I normally react to most meds im given (for my other problems)  just never been so tired on a medication before


----------



## Astra (Jun 28, 2010)

Hiya

it's still not right tho!
here read this
http://digestive-system.emedtv.com/budesonide-ec/budesonide-ec-dosing.html

you shouldn't be taking it three times a day, prob why you're so sick and tired
xxx


----------



## pompeybird (Jun 28, 2010)

Astra101 said:


> Hiya
> 
> it's still not right tho!
> here read this
> ...


OMG thats actually shocked me im going to call the lady whos number the GI gave me tomorrow (she is like a support point of contact so any questions etc i can speak to her) 

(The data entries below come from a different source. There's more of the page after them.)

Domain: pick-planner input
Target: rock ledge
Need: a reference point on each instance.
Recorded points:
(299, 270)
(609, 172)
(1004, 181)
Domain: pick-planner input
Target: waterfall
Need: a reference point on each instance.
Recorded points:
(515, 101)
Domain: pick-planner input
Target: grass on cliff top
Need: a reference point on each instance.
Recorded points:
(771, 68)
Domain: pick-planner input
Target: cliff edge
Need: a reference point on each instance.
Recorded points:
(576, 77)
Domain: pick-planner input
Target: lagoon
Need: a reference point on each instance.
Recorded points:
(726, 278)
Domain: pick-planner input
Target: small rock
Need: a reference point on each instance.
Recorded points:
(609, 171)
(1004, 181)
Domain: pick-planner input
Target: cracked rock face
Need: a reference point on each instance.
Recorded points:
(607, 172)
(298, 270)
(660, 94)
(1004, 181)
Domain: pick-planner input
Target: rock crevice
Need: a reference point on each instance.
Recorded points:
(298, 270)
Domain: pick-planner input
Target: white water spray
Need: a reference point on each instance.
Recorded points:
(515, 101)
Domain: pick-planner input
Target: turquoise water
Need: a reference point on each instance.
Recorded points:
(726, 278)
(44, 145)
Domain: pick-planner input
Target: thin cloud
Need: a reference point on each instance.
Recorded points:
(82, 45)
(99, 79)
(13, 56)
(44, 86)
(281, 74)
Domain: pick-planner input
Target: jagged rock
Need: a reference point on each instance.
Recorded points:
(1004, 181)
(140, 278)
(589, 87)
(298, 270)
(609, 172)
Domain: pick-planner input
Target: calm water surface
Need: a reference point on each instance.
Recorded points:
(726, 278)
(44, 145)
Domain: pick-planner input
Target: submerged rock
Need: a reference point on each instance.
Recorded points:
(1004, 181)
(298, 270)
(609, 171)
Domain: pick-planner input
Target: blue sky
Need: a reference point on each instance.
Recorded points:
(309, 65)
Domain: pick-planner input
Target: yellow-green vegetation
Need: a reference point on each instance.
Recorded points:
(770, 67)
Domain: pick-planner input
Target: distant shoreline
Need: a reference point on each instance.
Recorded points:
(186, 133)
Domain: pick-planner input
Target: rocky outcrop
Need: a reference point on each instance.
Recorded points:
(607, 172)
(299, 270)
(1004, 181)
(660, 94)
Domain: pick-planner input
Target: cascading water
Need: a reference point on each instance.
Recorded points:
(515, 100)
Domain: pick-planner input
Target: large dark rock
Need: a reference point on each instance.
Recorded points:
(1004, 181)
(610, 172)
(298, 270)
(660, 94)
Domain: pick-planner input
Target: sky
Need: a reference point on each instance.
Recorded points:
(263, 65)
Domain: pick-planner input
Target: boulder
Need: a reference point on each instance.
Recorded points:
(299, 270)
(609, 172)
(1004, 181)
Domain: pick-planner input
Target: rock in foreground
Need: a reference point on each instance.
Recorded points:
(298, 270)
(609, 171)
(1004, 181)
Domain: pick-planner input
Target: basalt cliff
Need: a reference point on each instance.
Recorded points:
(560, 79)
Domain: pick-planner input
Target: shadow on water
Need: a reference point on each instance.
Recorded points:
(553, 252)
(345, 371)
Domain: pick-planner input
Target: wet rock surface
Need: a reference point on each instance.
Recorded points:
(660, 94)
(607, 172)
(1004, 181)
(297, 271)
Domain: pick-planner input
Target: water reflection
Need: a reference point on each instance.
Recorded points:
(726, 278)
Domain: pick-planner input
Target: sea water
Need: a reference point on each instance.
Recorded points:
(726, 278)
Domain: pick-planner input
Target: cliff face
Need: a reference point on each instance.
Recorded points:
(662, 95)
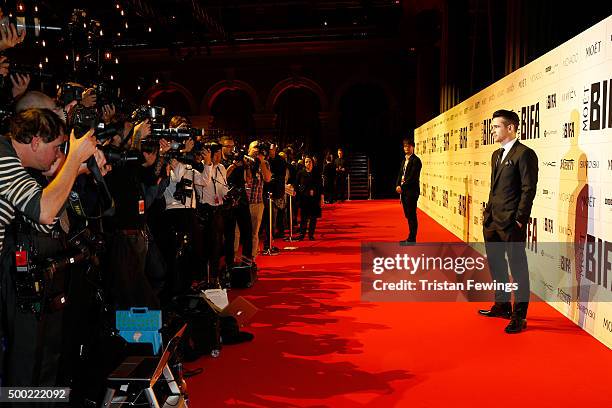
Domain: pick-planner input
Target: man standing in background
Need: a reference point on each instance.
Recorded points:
(408, 187)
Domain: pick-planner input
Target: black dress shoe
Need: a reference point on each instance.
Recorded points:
(516, 325)
(497, 311)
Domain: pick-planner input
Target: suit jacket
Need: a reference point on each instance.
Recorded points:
(513, 187)
(411, 175)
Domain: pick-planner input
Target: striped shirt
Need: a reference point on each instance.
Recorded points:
(19, 192)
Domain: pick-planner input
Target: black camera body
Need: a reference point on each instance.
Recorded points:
(115, 155)
(184, 189)
(32, 278)
(154, 113)
(70, 92)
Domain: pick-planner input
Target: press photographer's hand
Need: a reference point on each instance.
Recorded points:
(9, 37)
(89, 98)
(4, 66)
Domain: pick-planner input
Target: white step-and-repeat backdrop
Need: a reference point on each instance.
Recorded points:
(564, 101)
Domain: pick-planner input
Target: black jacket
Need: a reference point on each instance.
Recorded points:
(411, 175)
(513, 187)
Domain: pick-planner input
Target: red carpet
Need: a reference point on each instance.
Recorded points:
(317, 345)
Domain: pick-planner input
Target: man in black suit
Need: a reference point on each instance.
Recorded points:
(408, 188)
(514, 177)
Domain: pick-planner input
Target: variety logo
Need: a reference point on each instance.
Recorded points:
(567, 198)
(585, 310)
(462, 205)
(566, 230)
(530, 122)
(589, 164)
(568, 96)
(564, 296)
(547, 285)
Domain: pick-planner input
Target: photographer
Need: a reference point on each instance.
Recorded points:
(212, 184)
(34, 141)
(310, 196)
(238, 217)
(182, 231)
(256, 173)
(126, 232)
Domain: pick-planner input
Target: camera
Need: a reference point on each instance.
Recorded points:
(81, 119)
(154, 113)
(30, 24)
(263, 148)
(184, 189)
(115, 155)
(33, 276)
(69, 92)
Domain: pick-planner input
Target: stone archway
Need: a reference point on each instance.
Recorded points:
(228, 85)
(168, 88)
(296, 82)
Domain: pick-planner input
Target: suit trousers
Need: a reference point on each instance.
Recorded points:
(510, 242)
(409, 204)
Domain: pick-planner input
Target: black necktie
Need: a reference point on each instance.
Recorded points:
(499, 159)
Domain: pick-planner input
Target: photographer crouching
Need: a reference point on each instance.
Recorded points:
(31, 320)
(182, 240)
(213, 187)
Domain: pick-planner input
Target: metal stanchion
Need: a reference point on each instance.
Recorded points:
(290, 237)
(270, 250)
(348, 187)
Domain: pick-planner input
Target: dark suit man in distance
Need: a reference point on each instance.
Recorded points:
(408, 188)
(514, 176)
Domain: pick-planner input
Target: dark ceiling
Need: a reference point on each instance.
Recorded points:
(162, 23)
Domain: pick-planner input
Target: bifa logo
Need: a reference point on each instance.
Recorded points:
(548, 225)
(463, 138)
(530, 122)
(532, 235)
(462, 201)
(568, 130)
(608, 325)
(593, 49)
(596, 113)
(567, 164)
(565, 264)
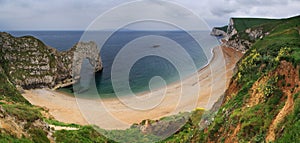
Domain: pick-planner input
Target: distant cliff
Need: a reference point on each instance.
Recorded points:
(29, 63)
(241, 33)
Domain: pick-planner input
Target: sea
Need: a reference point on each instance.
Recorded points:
(145, 68)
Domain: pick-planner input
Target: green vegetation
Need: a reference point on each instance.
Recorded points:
(8, 91)
(86, 134)
(237, 117)
(290, 126)
(260, 62)
(23, 112)
(57, 123)
(241, 24)
(224, 28)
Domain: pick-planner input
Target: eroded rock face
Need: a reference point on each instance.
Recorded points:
(29, 63)
(232, 38)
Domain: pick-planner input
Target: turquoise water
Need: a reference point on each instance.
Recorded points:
(144, 69)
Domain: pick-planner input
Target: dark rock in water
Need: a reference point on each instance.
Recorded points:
(29, 63)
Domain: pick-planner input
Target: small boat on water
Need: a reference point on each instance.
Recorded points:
(155, 46)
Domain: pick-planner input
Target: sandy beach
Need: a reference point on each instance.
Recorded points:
(199, 90)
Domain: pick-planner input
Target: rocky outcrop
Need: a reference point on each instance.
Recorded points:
(29, 63)
(239, 40)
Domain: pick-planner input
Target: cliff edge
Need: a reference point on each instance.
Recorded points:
(29, 63)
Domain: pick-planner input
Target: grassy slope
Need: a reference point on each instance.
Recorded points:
(254, 121)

Another thing that i found odd is on the leaflet that came with the meds it says DO NOT suddenly stop taking them as it can make you quite ill , well he has only given me 8 weeks worth and im not due to see him again till 7th october (got appt through this morning) so im not sure what im meant to do ?


----------



## pompeybird (Jun 28, 2010)

Ive just read the leaflet that come with my meds and it does say to take 1 3 times a day (morning afternoon and evening) but that still dosnt explain what im meant to do after the course has finished as it says on the leaflet dont suddenly stop taking them , well im not due to see GI again till october 

Im a tad confused now lol


----------



## Astra (Jun 28, 2010)

when a gastro gives a prescription for a short course, then you need to see your GP for a repeat prescription BEFORE you run out, you musn't just stop, it's dangerous. Your adrenal glands need time to adjust.

You must have a different leaflet to me! mine says
'the usual dose for an attack of Crohn's is 3 capsules in the morning before breakfast'
then it says
'normally you will take this number of capsules for up to 8 weeks, your doctor will then gradually reduce the dose'

I'd check with your doc, cos I've taken 3 for 8 weeks, now on 2 for another month, then down to one for a month, and I haven't had any side effects, it's working great!

xxx


----------



## pompeybird (Jun 28, 2010)

im seeing my GP weds (although its the same one that told me it was all in my head) so im defo going to mention it to him 

Im not sure if this makes a difference but in big letters at the top it says BUDENOFALK 3mg then under it says budesonide ?

The GI didnt say i had to see my GP at any point at all which is why i was confused esp as im not seeing him again for 3 months


----------



## Astra (Jun 28, 2010)

my leaflet says ENTOCORT CR then Budesonide

here read this
http://www.netdoctor.co.uk/medicines/100003140.html

it says one three times a day!!
so it's different than mine, PHEW!!!!
If this was me, I'd ask about Entocort (budesonide) it is not absorbed thro the bloodstream like yours, it is systemic, which means only goes to the inflammation, so causing less side effects

bloody hells fire! we got there in the end didn't we!!
xxx


----------



## pompeybird (Jun 28, 2010)

Thanks for that sorry to be a pain its all so new to me lol 
When he prescribed them to me he said they are a mild steroid and i wont absorb it into my body the same as others so it wouldnt effect the osteoperosis , on that link (and also the leaflet ) it says use with caution with ......... then a list and osteoperosis is in that list

Everything seems to contradict itself at the moment and made worse by the other problems i have 
All i can say is thank god for this place :yfaint:


----------



## Silvermoon (Jun 28, 2010)

*Don't ever feel like you are being a pain.  I am a nurse and I STILL get all confused by my meds....lol.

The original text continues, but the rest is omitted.